Ya, well even tho you suck, happy happy!
(for the spago)




JBroida said:


> thanks guys... last night was my 10 year highschool reuinon... ended up going out at midnight to celebrate the birthday. Tonight, we're heading to Spago for dinner. Should be fun.



Q


----------



## SpikeC (Jun 23, 2012)

Just to clarify, on another list when someone gets something really cool the response is "you suck"!


----------



## JBroida (Jun 23, 2012)

i got a few cool things, but nothing knife related. I'll take pics when i have a chance.


----------



## obtuse (Jun 23, 2012)

Happy birthday!


----------



## Burl Source (Jun 23, 2012)

Happy Birthday Jon,
For your birthday I got you this movie.
Hope you like it.
[video=youtube_share;JTAK0a9VlPI]http://youtu.be/JTAK0a9VlPI[/video]


----------



## apicius9 (Jun 23, 2012)

Happy Birthday, Jon. Say hi to Wolfgang  

Stefan


----------



## Deckhand (Jun 23, 2012)

Happy birthday!


----------



## sachem allison (Jun 24, 2012)

happy birthday


----------



## Johnny.B.Good (Jun 24, 2012)

Hope you'll post some pics of dinner tonight Jon! (Mine was good, but not picture worthy.)


----------



## Mike Davis (Jun 24, 2012)

Happy Birthday Jon!!


----------



## Crothcipt (Jun 24, 2012)

Happy birthday. Hope it was great.


----------



## JBroida (Jun 24, 2012)

Johnny.B.Good said:


> Hope you'll post some pics of dinner tonight Jon! (Mine was good, but not picture worthy.)
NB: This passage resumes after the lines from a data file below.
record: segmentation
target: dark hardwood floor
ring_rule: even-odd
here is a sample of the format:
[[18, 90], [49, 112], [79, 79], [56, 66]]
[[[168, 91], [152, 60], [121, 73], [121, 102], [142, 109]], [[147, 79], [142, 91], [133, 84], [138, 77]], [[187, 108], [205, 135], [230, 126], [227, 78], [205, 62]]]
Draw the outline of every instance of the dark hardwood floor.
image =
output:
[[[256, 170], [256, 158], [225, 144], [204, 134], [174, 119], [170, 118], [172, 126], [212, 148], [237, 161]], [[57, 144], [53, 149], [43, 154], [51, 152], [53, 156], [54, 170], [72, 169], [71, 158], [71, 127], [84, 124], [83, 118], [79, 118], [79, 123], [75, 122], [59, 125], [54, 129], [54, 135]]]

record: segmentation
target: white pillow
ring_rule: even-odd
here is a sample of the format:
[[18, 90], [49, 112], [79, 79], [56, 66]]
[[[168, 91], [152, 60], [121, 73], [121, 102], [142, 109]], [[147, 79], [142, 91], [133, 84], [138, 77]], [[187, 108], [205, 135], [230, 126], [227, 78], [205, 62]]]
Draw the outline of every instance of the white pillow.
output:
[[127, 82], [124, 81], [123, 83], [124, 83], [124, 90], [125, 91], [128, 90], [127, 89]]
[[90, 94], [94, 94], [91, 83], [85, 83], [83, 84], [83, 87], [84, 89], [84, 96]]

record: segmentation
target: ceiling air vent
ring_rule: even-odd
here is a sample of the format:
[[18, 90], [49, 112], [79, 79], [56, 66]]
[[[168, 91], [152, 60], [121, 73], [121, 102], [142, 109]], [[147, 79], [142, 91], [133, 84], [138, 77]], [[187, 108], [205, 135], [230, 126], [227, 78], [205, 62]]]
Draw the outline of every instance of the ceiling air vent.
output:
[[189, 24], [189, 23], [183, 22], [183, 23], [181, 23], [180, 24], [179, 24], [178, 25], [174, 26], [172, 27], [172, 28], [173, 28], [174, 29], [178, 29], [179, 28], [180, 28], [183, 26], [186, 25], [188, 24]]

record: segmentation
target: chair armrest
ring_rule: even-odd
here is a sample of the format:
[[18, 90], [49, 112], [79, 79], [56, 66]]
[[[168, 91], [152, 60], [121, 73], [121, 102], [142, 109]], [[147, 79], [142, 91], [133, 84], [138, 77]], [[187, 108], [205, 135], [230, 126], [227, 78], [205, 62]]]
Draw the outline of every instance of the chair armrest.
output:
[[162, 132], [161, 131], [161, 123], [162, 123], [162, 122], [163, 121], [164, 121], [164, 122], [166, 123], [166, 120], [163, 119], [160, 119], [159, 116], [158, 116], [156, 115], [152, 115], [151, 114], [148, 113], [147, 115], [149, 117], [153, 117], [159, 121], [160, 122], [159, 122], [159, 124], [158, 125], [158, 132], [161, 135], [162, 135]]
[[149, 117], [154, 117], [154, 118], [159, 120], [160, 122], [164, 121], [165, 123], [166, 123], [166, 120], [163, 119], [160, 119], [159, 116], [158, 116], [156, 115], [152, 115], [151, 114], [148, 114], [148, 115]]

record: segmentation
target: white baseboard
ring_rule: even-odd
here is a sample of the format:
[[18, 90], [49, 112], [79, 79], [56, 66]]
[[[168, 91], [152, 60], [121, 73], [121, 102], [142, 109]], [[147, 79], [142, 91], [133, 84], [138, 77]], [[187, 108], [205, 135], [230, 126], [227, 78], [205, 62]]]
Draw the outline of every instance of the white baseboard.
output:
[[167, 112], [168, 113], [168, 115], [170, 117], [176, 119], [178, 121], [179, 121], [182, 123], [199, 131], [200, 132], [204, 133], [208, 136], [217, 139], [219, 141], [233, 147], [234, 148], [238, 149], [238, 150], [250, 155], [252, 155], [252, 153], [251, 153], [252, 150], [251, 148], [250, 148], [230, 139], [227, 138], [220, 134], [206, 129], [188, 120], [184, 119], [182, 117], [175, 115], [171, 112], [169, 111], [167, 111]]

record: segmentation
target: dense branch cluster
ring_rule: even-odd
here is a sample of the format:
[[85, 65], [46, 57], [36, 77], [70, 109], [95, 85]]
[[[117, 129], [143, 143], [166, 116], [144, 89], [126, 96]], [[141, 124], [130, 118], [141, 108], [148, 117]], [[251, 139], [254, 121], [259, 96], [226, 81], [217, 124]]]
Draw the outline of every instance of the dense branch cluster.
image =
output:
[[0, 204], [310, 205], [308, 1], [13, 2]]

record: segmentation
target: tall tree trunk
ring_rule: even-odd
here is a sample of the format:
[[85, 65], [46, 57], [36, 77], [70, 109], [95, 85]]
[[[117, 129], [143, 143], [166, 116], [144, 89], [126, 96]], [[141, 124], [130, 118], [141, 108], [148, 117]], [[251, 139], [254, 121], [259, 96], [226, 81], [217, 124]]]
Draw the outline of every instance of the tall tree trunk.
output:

i'll put them up tomorrow... in pain right now after getting killed with food. The other 3 people at the table bowed out before the meal was over


----------



## schanop (Jun 24, 2012)

The last man standing!


----------



## chuck239 (Jun 24, 2012)

JBroida said:


> i'll put them up tomorrow... in pain right now after getting killed with food. The other 3 people at the table bowed out before the meal was over



Sounds like you went out to dinner with the wrong people haha. Happy Birthday man. Sorry I didn't get to stop by I have been kinda crazy.

-Chuck


----------



## JBroida (Jun 24, 2012)

chuck239 said:


> Sounds like you went out to dinner with the wrong people haha. Happy Birthday man. Sorry I didn't get to stop by I have been kinda crazy.
> 
> -Chuck



well, sara i can forgive in these situations, but i gave my parents fair warning of what was to come  My dad bowed out during the first poultry course before the meat courses... but then somehow managed to eat the second dessert (while skipping the first one)


----------



## Wagstaff (Jun 24, 2012)

Happy Birthday! (I just learned.... sorry I'm late!)


----------